Training pipeline: [‘ner’]
Starting with base model ‘id_ud-tag-dep-ner-1.0.0/’
Counting training words (limit=0)
Traceback (most recent call last):
File “/opt/tljh/user/lib/python3.6/runpy.py”, line 193, in _run_module_as_main
main”, mod_spec)
File “/opt/tljh/user/lib/python3.6/runpy.py”, line 85, in _run_code exec(code, run_globals) File “/opt/tljh/user/lib/python3.6/site-packages/spacy/main.py”, line 35, in plac.call(commands[command], sys.argv[1:]) File “/opt/tljh/user/lib/python3.6/site-packages/plac_core.py”, line 328, in call cmd, result = parser.consume(arglist) File “/opt/tljh/user/lib/python3.6/site-packages/plac_core.py”, line 207, in consume
return cmd, self.func(*(args + varargs + extraopts), **kwargs)
File “/opt/tljh/user/lib/python3.6/site-packages/spacy/cli/train.py”, line 206, in train
n_train_words = corpus.count_train()
File “gold.pyx”, line 177, in train_tuples
ValueError: need more than 1 value to unpack

Please anybody can help? Or @ines / @honnibal can explain?

Or actually I have to do the training with this method “updating NER in spacy” only?
Thank you.

Yes, sorry if this was confusing! ner.gold-to-spacy creates annotations in a format that can be more easily consumed by spaCy – texts and the token-based BILUO tags. We currently don't have a command that directly outputs the JSON training format – also because we're currently working on a new and more intuitive data format that's also more closely aligned with Prodigy's JSONL.

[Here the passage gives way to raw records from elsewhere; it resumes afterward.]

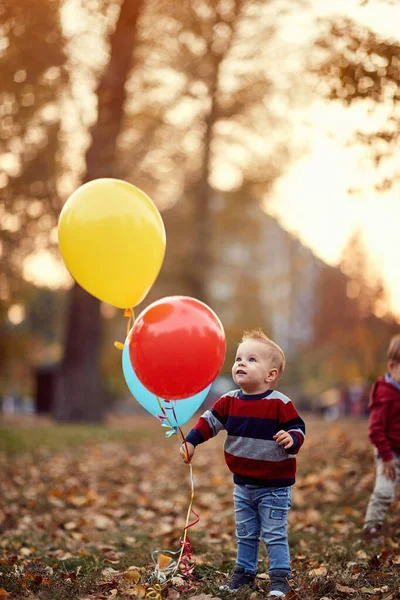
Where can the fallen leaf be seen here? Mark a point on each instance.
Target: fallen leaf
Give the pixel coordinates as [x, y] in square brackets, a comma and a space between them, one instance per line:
[138, 591]
[131, 575]
[319, 572]
[344, 589]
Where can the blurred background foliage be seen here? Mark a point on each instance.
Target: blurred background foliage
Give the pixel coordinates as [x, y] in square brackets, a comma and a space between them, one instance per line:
[193, 103]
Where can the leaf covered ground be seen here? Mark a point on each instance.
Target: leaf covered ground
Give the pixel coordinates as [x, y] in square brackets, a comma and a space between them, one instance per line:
[82, 509]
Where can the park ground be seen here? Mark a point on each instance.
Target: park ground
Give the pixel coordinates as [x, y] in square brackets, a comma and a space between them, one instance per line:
[82, 508]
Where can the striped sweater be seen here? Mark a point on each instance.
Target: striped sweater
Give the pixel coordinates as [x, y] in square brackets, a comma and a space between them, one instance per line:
[251, 421]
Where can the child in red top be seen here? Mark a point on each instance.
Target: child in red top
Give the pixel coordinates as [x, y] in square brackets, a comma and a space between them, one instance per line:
[384, 433]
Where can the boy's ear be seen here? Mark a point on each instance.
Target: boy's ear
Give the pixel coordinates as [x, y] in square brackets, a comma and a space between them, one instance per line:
[272, 375]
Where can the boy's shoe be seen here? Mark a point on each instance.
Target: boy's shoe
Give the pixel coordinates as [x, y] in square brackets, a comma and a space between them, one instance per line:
[372, 532]
[279, 586]
[238, 579]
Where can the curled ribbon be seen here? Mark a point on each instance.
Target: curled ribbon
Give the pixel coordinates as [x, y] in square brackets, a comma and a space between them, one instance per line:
[155, 592]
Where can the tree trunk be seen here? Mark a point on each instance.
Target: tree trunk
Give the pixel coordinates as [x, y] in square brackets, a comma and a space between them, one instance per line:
[80, 394]
[200, 258]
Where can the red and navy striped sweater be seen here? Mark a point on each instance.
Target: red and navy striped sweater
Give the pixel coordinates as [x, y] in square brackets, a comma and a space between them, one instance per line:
[251, 421]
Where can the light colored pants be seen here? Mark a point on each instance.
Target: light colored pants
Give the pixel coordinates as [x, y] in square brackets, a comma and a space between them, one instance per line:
[383, 495]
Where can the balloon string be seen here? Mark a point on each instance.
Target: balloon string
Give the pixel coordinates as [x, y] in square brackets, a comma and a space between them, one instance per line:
[131, 319]
[129, 312]
[185, 553]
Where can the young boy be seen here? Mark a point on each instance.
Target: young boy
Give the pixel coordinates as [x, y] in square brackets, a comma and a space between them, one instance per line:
[264, 435]
[384, 433]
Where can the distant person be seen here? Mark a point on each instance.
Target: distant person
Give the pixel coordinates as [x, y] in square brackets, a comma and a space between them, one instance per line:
[384, 433]
[265, 433]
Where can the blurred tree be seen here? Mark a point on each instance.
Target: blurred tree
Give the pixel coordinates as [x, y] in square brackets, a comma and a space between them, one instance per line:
[31, 84]
[80, 394]
[364, 284]
[356, 65]
[220, 131]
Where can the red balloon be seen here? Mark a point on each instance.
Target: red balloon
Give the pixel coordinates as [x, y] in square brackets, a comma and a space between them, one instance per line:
[177, 347]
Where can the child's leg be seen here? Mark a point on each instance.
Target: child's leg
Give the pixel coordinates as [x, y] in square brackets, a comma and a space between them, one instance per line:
[273, 509]
[248, 528]
[382, 496]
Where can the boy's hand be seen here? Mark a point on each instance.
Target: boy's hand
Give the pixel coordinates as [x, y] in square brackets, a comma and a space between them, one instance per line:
[389, 469]
[284, 439]
[187, 447]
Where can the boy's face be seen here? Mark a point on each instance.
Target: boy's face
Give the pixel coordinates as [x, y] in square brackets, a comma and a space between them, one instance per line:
[253, 370]
[394, 370]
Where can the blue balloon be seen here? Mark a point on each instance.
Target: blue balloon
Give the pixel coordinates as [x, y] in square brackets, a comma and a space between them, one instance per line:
[183, 409]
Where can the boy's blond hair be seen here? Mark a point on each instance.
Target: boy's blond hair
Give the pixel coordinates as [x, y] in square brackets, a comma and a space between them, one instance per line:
[277, 355]
[394, 348]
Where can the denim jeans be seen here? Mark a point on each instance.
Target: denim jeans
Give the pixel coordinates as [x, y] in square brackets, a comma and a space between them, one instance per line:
[384, 493]
[262, 511]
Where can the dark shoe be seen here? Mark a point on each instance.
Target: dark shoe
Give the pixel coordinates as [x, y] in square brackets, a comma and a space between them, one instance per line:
[372, 532]
[238, 579]
[279, 586]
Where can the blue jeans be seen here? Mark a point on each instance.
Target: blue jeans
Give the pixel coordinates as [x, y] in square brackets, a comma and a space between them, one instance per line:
[262, 511]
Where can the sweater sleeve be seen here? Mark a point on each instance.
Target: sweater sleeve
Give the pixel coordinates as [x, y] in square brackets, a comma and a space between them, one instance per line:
[290, 421]
[210, 423]
[379, 408]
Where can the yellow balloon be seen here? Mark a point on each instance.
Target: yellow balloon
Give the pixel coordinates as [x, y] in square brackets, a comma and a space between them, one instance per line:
[112, 239]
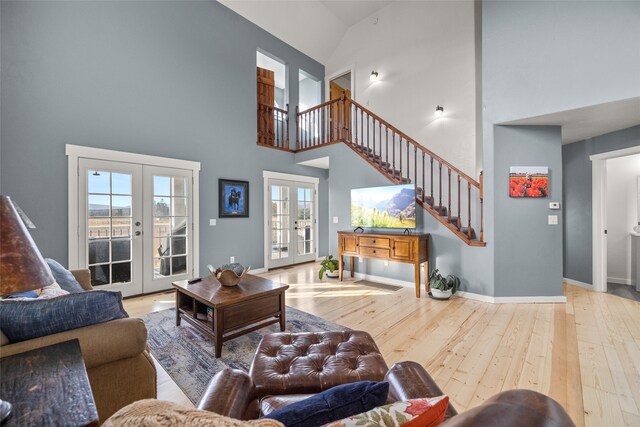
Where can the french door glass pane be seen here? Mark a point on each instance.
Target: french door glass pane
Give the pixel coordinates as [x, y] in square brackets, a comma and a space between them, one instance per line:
[109, 224]
[170, 230]
[280, 214]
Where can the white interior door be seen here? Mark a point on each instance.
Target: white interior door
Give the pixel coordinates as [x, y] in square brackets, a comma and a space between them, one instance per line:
[168, 227]
[292, 222]
[136, 225]
[110, 219]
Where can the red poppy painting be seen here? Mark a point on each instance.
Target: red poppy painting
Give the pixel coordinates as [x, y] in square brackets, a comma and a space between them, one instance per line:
[528, 181]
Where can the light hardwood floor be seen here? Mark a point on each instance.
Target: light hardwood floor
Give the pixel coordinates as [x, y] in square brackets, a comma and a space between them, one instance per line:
[585, 353]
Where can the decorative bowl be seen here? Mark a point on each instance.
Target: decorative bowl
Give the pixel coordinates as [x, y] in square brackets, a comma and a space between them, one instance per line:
[230, 274]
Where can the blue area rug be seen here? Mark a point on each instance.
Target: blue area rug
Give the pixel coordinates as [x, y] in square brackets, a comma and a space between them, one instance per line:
[188, 355]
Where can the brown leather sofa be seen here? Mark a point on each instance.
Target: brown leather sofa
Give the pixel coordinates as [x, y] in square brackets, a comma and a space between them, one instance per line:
[115, 353]
[232, 393]
[290, 367]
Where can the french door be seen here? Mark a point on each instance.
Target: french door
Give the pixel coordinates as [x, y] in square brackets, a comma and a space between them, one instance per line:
[135, 225]
[292, 222]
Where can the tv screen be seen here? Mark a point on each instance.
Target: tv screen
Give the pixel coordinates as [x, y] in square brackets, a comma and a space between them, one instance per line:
[392, 206]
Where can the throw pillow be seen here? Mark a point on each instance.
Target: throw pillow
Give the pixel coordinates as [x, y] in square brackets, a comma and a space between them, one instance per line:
[426, 412]
[25, 320]
[50, 291]
[333, 404]
[63, 277]
[159, 413]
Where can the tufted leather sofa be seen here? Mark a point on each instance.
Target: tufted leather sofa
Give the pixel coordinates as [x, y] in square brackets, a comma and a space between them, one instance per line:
[290, 367]
[303, 363]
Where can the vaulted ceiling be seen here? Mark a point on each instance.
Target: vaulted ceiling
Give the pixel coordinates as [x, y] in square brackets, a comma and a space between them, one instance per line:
[311, 26]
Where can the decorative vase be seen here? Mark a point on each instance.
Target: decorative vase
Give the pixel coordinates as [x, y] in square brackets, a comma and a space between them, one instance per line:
[438, 294]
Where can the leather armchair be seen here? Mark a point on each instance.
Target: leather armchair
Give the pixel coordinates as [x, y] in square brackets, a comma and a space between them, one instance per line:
[119, 367]
[232, 393]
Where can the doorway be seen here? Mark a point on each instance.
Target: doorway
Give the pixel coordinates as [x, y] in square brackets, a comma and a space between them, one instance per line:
[291, 225]
[272, 100]
[602, 201]
[132, 224]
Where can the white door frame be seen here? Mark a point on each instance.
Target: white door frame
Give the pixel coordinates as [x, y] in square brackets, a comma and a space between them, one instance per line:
[75, 152]
[350, 69]
[599, 219]
[266, 175]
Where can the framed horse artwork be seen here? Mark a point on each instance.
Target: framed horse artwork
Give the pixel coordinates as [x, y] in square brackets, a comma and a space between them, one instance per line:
[233, 199]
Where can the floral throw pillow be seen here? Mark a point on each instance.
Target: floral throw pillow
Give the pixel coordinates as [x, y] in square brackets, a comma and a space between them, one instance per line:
[425, 412]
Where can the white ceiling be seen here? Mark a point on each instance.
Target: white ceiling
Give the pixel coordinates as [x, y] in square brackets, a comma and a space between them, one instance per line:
[313, 27]
[589, 122]
[320, 163]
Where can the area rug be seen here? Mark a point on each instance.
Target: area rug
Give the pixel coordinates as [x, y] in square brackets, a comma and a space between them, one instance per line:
[188, 355]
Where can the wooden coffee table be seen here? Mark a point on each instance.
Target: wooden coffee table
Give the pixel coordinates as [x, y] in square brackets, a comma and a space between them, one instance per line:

Ok now it is clear :smiley: , and one question again I think, I look at cli/converters folder in spaCy’s GitHub and there’s a jsonl2json converter. What is this for? I mean what kind of jsonl format is this? Thank you

The jsonl2json converter in spaCy should work with Prodigy’s jsonl format. The converter expects very little of the data: just the text key and the spans, which should follow Prodigy’s format. So you should be able to use prodigy db-out and use the resulting jsonl file with spacy convert.